About 9,000 lives have been lost to the devastating earthquake in Nepal on April 25 and the powerful aftershock on May 12. A conference in Kathmandu on June 25 will bring Nepal together with its international partners to build the country back better and safer.

Unfortunately, this is not just a Nepal challenge. From Afghanistan to Bangladesh, much of South Asia is located in one of the highest seismically active regions in the world. More than 600 million people live along the fault-line across the Himalayan belt that runs through Afghanistan, Pakistan, India, Nepal and Bhutan.

The earthquake threat in South Asia is generated by the collision between three tectonic plates. The Indian plate is moving northward at a speed of about five centimeters a year. In doing so, it collides with the Eurasian Plate. Due to this collision, the Himalayan Mountains are forced upwards and a large number of earthquakes are generated. This has been happening for millions of years.

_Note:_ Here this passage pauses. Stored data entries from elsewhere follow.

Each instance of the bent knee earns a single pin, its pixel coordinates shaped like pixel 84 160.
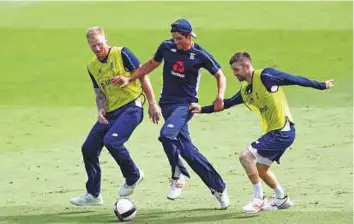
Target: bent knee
pixel 246 156
pixel 113 141
pixel 167 134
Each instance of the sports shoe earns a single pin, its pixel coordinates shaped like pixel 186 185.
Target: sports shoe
pixel 223 199
pixel 87 200
pixel 176 187
pixel 255 205
pixel 126 190
pixel 279 203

Over the past 100 years, the region has seen some major earthquakes – 1934 Bihar-Nepal, 1945 Makran, 1950 Assam, 1993 Latur, 2001 Bhuj, 2005 Pakistan, 2015 Nepal.  Just looking at the big magnitude earthquakes, however, can obscure the real picture. South Asia is constantly beset by tremors. The World Bank recently analyzed earthquake events over a one-year period from May 2013 to May 2014 that impacted the South Asia region. Only considered were those earthquakes recorded by the United States Geological Survey’s global earthquake monitoring database (USGS) greater than 4.0 magnitude on the Richter scale. The tally totaled 1,247 recorded earthquake events.

South Asia may have had earthquakes for millions of years. But the difference today is that more and more people are living in the earthquake zone, often crowded into rapidly growing cities. Much of this booming urbanization in high risk seismic zones includes everything from mega-cities, to secondary and tertiary cities, to towns.

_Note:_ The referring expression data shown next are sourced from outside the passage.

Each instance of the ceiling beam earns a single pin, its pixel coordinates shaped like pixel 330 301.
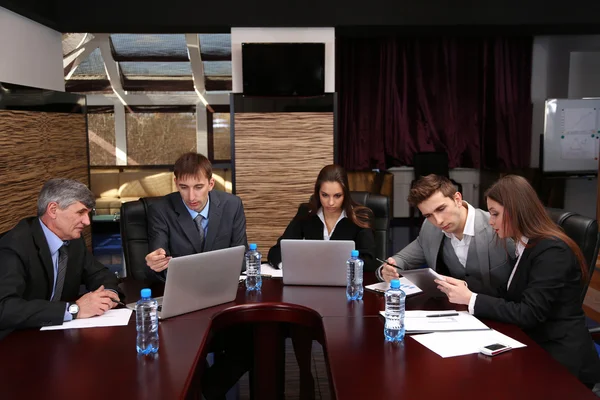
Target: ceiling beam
pixel 80 55
pixel 193 45
pixel 112 68
pixel 147 58
pixel 154 85
pixel 157 99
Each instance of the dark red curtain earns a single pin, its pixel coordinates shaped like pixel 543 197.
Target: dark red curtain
pixel 468 97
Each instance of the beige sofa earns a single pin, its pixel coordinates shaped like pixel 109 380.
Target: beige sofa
pixel 113 187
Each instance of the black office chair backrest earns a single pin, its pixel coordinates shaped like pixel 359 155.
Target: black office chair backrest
pixel 425 163
pixel 380 205
pixel 134 236
pixel 584 232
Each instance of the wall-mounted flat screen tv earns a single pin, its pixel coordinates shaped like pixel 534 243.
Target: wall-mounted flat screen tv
pixel 283 69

No one can predict when or where the next earthquake will happen. But what we do know is that there are many measures countries can take to protect their citizens against the next natural disaster. The next big earthquake need not become the South Asian mega-disaster of the 21st century.

Nepali woman plasters house

Among the measures countries can take are building resilient housing, improving building codes, and strengthening critical infrastructure including schools, hospitals, bridges, dams, key road infrastructure, public buildings and so on. Strengthening disaster response mechanisms and providing better search and rescue equipment and training to first responders is critical. This also includes having contingency planning and systems set up to hand out food to the vulnerable and offer vaccinations to halt diseases that inevitably spread after a disaster hits.

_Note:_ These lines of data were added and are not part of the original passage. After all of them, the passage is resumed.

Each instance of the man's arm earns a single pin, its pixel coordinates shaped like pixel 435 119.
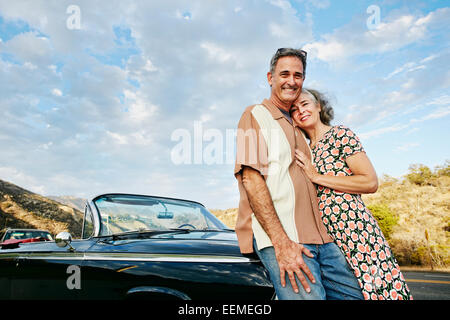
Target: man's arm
pixel 287 252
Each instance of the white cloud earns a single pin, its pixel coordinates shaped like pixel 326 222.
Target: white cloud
pixel 407 146
pixel 56 92
pixel 391 34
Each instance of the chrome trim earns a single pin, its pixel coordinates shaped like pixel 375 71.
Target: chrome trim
pixel 139 257
pixel 96 217
pixel 165 257
pixel 167 291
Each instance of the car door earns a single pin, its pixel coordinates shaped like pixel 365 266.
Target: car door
pixel 46 271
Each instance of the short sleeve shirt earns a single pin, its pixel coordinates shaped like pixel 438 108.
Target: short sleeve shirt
pixel 266 142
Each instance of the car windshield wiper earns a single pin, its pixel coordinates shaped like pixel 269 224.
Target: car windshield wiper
pixel 142 233
pixel 204 230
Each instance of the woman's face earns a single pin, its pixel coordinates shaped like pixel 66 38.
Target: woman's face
pixel 305 112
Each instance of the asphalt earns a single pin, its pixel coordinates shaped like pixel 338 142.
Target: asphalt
pixel 428 285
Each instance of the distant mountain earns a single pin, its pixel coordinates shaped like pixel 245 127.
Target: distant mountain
pixel 20 208
pixel 74 202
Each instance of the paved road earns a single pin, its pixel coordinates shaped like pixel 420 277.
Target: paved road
pixel 428 285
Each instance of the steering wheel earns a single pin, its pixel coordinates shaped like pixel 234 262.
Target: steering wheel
pixel 187 225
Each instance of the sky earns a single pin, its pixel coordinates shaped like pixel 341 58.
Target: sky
pixel 145 96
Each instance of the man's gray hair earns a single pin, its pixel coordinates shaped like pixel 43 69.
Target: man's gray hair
pixel 288 52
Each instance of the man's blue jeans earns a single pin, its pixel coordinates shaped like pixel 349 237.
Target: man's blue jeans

I specifically want to highlight the importance of strengthening schools. The Nepal earthquake rendered unusable (fully and partly damaged) more than 30,000 classrooms across 9,100 schools. The earthquake struck on a Saturday when schools were closed. Had it struck on a weekday, the lives lost and the devastation could have been far worse. Making schools safe for our children should become a priority across the region.   
These things sound like they cost a lot of money. But not doing them can cost even more. This cost goes beyond the tragic loss of lives.

The World Bank estimates that every dollar invested in disaster prevention saves $4 in disaster damage. A single large disaster can cost between three to six percent of a developing country’s economic output. This can wipe out years of development progress that a country has worked hard to achieve. In Nepal, it was the poor that suffered the most from the earthquake.

Now is the time to invest in disaster resilience. This should be done across all sectors including transport, energy, agriculture, education, health, gender, housing and livelihoods.
South Asia should prepare for the next disaster now.
The author is Vice President for the South Asia Region of the World Bank.